Back to Audrey II. Oh, she was cute enough – if “strange and interesting” – when Seymour (Ryan Dubinin), a schmuck of an orphan who works at the rundown, skid-row flower shop of Mr. Mushnik (Alex Fromosky), purchased it from an old Chinese man in the midst of an unexpected solar eclipse. But after Seymour named the plant for Audrey (Alison Waldron), his co-worker and object of his affection, and it started attracting customers by droves to the impoverished business, Audrey II became a monster. A blood-sucking monster, as Seymour discovered after accidentally pricking his finger in the plant’s presence.
Audrey II (voice provided by Alfredo Ramirez; movement provided by Brian Birks), shoots up like a gangly teenager while enjoying a diet of Seymour’s blood, bringing Seymour celebrity and Mr. Mushnik wealth. But Seymour is getting weak from providing Audrey II with nourishment, and the plant is becoming not only huge but menacing. Not only that, it talks!

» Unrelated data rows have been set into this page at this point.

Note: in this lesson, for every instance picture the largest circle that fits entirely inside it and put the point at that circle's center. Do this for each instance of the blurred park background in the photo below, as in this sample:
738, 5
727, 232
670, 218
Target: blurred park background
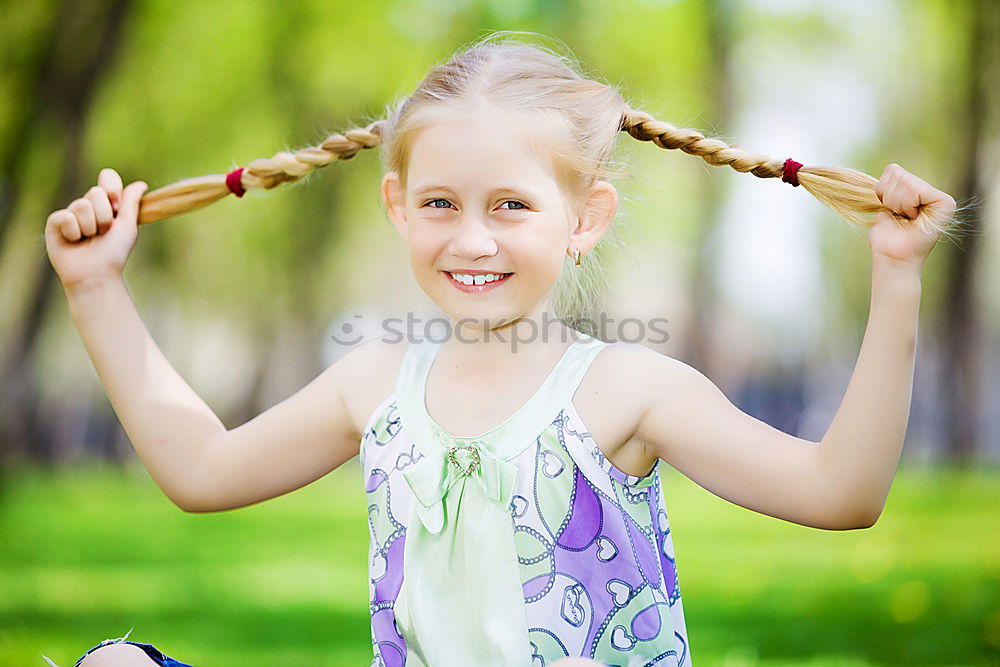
764, 290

Audrey II suggests that Seymour murder somebody so she can have a good feast. The idea revolts Seymour – until Audrey II hints he should murder Orin (Nelson Roy Furman III), a sadistic, nitrous oxide-inhaling dentist who dates Audrey and constantly abuses her. When Seymour sees Orin slap his unrequited love, he, packing a handgun, decides to pay the dentist a little late-night visit in his office.
Will Audrey II be properly fed? Will the nerdish Seymour shoot Orin? Will Seymour and the original Audrey fall in love and live happily ever after? Will Audrey realize her dream of living in the suburbs, which she sings about in “Somewhere That’s Green”?
A matchbox of our own
A fence of real chain link
A grill out on the patio
Disposal in the sink
A washer and a dryer
And an ironing machine
In a tract house that we share
Somewhere that’s green.
There are even more questions. Just where did Audrey II, apparently a never-heard-of-before species, come from? And if she continues growing and becoming more powerful, can anybody stop her? And what would happen if a company called World Botanical Enterprises has its way and takes leaf cuttings of the plant and sells them all across America?
Well, you’ll have to attend “Little Shop of Horrors,” being performed at Pinelands Regional on Wednesday through Saturday, Oct. 24, 25, 26 and 27, to find the answers to all of these questions. Curtain time each evening is 7. Tickets are $15 for adults and $10 for seniors and students and may be purchased at the door.